I hate puns, but this one is good.
>
>
> > With 1 side (but closed, as polygons of 3 or more sides): ???????
>
> > What would it be called? A monogon? A monoangle?
>
> Or a unigon.
Now David, I expect more from you. You've seriously disillusioned me. All
those -agons (not -igons, btw) (except that we don't talk about polyagons,
but I expect that has to do with the vowel that comes built-in when you get
poly-.) are Greek. We don't speak of quadragons or sexagons. (Probably
because it would be so hard to deal with in high school classrooms.) Just
the -ilaterals are Latin, although it seems that there are only one of them.

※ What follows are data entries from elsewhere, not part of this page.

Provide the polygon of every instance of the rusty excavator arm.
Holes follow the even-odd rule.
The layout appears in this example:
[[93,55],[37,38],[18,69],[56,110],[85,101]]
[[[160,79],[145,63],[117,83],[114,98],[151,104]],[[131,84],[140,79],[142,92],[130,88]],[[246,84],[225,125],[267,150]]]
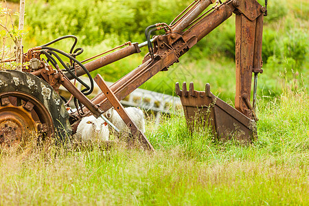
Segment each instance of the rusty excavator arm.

(Never heard of a octilateral. Sounds like something you should have removed
before it becomes serious.) So your pun has just changed to letting digons
be digons, which loses something somehow.
>
>
> > It wouldn't be a line segment (as the bigon/biangle), because a line
> > segment has 2 vertexes, its endpoints.
> >
> > Calling a line segment a bigon/biangle is a stretch in itself, though I
> > might have seen this before.
Yes, this is a problem--but I think it can be solved by David's method with
the monagon. A line segment doesn't have any vertices, whereas somehow a
monagon has one. (I'm not sure where it is--maybe you have to connect the
monogon to itself, ending up with a circle-like thing, but be sure to put a
kink in it where it connects to itself. But a circle-like thing has too much
interior, it's too big, so you can shrink down one of its semi-axes to zero,
and you're back to your monogon. Only this time it clearly has one vertex.)
>
> >
> > And, last question, if a monogon/monoangle is simply a point,
>
> Oh, a unigon is not simply a point, anymore than a bigon is simply a line
> segment! A unigon has a side (albeit of length 0), a simple point doesn't.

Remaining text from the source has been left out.